I want to treat others better than inventory because you are better than inventory. You are people. You have feelings. And it’s how I would want to be treated. I have been burned by people I thought as friends, only to find out that I mattered very little in their lives. It stung when I found out (via social media) that I was no longer a part of their circle of friends, and to this day I have no idea what happened. What sucks is that I would love to know what happened so that I can make sure that it doesn’t happen again, and if it was something that I did, that I could have the chance to make it right. The bitterness, hurt, and anger hit me like a freight train and I was left bewildered and wondering why I didn’t matter enough to talk to. The sting of rejection can be poisonous if left untreated. If I was completely honest with you, you would know that there have been occasions where I was so crushed, it took some serious soul-searching to forgive and let it go. I wanted to be righteously angry forever. But in the end, it just made me cynical and turned off by people.

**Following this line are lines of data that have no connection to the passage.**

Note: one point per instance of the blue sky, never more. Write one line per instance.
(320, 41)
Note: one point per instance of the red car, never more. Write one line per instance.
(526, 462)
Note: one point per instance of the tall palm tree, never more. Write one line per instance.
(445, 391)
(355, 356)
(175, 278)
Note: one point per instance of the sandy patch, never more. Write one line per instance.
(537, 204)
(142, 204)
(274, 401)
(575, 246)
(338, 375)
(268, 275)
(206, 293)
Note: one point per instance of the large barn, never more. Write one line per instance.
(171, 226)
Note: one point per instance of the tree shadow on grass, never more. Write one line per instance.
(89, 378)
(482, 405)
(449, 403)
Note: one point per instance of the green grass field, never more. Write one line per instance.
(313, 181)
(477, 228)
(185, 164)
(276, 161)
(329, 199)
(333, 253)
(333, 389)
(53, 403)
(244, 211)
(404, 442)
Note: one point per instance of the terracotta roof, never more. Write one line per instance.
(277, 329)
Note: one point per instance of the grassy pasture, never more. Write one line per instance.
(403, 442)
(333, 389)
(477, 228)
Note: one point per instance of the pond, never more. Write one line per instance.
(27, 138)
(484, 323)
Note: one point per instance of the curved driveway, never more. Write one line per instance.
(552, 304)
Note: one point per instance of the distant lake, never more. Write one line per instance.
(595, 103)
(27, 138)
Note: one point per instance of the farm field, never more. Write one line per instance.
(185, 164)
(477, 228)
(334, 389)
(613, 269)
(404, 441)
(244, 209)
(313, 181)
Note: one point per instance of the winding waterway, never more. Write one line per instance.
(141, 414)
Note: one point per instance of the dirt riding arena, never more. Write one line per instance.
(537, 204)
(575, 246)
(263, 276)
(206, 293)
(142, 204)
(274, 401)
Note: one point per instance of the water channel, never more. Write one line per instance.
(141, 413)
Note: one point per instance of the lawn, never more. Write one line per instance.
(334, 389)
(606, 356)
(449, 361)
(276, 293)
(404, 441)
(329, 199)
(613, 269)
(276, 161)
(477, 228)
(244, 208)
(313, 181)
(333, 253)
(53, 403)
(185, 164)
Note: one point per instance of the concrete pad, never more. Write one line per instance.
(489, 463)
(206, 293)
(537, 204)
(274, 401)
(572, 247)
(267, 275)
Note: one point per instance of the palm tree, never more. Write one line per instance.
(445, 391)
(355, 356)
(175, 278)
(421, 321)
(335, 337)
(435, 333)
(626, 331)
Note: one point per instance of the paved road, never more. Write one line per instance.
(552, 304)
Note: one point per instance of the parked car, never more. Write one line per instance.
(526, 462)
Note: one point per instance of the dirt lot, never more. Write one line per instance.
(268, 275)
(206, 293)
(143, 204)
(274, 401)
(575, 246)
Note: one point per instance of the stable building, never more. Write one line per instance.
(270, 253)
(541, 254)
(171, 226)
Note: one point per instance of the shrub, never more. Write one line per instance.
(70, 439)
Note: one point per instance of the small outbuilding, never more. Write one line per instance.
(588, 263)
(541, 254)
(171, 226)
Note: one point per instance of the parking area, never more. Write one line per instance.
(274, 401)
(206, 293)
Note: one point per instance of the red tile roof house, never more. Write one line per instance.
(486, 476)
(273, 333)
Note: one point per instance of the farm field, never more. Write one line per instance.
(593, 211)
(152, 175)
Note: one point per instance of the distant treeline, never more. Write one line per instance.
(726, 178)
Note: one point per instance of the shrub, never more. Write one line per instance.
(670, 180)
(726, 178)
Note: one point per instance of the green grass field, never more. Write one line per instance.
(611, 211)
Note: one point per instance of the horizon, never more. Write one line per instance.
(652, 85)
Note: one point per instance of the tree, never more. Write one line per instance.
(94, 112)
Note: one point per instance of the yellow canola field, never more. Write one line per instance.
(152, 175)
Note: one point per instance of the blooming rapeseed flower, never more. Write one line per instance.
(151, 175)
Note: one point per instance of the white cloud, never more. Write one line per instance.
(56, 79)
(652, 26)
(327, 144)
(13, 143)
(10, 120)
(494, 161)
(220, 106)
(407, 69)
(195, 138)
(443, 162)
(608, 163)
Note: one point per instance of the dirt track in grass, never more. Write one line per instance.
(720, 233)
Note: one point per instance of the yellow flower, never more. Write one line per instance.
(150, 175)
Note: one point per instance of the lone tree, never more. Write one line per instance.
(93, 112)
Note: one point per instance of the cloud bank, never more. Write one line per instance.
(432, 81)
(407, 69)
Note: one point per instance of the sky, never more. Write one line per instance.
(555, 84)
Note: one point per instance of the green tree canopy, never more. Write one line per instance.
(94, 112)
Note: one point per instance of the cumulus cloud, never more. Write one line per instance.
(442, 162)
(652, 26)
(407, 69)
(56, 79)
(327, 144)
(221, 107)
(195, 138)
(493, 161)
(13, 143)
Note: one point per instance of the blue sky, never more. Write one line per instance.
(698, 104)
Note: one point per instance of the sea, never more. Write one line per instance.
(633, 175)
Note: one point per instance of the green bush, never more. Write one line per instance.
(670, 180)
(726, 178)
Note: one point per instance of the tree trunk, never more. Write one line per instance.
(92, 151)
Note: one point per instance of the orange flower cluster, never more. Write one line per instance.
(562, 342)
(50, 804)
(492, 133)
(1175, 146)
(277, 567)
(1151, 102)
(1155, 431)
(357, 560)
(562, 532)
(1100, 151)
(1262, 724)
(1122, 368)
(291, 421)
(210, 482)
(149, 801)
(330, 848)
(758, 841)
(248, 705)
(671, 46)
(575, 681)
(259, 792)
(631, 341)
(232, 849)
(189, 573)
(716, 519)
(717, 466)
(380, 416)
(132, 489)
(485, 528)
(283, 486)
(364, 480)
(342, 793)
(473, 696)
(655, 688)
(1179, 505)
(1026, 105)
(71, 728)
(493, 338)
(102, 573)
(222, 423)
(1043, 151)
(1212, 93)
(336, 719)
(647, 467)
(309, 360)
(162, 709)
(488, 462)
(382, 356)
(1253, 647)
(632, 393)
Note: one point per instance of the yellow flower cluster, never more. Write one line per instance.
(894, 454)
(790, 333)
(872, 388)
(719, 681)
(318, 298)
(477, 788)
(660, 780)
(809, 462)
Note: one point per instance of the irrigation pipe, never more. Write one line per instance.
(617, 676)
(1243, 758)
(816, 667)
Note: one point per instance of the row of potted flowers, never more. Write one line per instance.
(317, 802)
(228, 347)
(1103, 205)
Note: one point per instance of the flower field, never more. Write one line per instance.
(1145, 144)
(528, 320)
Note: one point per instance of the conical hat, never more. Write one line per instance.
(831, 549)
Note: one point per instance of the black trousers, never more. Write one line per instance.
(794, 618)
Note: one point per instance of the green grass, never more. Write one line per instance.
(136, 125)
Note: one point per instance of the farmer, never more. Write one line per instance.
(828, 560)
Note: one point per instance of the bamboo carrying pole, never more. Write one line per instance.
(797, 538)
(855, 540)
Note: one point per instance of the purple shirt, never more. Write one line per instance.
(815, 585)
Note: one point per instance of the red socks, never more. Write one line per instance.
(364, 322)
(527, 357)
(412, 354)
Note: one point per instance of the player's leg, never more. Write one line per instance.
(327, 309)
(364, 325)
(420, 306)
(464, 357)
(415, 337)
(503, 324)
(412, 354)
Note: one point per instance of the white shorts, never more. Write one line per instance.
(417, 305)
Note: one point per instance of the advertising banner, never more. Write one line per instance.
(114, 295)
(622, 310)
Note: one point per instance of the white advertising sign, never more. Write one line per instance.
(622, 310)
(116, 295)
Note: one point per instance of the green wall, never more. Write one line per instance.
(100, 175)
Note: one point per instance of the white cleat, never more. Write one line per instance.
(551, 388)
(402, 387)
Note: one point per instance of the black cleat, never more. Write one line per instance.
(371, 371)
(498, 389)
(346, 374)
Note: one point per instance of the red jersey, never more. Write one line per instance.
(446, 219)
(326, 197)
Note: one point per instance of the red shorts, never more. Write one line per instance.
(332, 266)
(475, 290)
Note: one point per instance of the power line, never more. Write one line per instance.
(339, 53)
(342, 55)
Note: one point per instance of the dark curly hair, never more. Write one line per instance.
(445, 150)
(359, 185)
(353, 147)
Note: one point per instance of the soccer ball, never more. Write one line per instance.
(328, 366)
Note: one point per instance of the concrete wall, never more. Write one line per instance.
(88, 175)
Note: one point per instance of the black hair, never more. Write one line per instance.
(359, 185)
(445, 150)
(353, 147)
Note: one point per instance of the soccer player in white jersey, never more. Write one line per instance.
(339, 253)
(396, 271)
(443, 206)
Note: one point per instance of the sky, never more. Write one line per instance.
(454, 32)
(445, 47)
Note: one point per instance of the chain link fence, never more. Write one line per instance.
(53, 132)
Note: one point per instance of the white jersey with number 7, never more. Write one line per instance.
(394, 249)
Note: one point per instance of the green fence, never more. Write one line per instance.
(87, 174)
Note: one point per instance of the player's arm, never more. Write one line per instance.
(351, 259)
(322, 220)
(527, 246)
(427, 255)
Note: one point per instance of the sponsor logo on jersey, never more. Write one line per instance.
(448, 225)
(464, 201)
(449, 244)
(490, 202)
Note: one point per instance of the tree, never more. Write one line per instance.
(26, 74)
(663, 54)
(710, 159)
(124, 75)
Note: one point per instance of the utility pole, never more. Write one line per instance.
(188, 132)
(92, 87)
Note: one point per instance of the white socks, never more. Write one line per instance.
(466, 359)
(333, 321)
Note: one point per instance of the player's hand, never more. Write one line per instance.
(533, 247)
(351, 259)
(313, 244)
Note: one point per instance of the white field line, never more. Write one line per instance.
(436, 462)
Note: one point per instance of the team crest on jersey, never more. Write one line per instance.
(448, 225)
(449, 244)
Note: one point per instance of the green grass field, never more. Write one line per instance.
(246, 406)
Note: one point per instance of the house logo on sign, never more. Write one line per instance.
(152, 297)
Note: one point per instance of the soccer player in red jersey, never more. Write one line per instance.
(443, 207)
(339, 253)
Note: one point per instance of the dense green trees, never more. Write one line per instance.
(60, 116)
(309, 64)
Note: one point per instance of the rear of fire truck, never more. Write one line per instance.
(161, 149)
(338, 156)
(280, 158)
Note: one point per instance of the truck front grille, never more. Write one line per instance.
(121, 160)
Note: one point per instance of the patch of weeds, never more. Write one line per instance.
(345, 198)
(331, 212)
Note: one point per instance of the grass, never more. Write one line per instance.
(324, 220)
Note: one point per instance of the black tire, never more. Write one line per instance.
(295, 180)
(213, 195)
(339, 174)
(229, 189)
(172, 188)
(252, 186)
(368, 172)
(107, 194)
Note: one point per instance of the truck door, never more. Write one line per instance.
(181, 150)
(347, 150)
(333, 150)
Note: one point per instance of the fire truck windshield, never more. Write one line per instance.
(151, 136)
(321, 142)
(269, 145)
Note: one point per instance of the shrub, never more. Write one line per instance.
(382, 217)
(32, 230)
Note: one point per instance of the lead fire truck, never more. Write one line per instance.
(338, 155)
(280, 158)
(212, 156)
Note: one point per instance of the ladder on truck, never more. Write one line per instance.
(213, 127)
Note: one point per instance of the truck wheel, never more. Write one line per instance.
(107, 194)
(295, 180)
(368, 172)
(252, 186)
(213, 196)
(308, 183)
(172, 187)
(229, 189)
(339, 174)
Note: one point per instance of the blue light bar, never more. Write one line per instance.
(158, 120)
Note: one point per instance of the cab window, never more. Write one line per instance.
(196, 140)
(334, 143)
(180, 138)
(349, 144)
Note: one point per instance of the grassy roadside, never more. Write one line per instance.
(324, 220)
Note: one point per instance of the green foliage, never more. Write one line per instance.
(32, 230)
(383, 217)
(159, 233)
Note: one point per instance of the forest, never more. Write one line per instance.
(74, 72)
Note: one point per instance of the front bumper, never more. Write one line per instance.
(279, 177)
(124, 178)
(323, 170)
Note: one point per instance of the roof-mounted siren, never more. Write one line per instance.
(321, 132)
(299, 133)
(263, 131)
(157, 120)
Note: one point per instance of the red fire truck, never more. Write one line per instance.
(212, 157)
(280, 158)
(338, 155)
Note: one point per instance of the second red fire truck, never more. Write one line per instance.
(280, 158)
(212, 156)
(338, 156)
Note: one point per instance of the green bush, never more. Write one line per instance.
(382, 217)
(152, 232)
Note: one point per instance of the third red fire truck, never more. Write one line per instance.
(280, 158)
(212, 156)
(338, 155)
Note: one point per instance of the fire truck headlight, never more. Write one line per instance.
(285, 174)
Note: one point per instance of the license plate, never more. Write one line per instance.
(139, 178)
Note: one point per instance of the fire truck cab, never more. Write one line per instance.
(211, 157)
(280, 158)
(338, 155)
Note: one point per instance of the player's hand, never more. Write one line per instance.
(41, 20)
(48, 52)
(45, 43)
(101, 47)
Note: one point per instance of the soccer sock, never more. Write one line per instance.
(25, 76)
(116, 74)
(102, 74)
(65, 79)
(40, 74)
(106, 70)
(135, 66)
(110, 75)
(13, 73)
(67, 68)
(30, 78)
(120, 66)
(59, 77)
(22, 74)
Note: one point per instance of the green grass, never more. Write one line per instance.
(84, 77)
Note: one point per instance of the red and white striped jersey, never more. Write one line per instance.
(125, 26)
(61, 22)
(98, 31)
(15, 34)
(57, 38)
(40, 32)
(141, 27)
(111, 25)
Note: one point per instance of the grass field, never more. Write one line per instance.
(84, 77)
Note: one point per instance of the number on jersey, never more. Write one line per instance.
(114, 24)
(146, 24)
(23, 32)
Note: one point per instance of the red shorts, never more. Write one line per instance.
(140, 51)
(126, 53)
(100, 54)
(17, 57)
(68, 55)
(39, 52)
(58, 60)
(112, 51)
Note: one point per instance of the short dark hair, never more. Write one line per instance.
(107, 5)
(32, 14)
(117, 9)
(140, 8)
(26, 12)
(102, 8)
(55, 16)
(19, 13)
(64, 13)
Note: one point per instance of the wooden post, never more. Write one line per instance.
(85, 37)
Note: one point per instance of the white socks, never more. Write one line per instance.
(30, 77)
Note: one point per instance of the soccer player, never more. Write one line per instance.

Ultimately, life goes on with or without those people, and that’s okay. I just wish I had been given the respect of an explanation.

All this to say, social media will continue to redefine the meaning of “friendship”, and in the end people will still be people and feelings will still be felt regardless. Disregarding others’ feelings and emotions as we hit the “unlike” or “unfriend” buttons on our screen says something about our own character. We cannot simply “delete” people from our lives. But having grace for someone, or having the tough face-to-face conversation says a lot about our character as well. It shows how we value people and in the end, helps us be better people.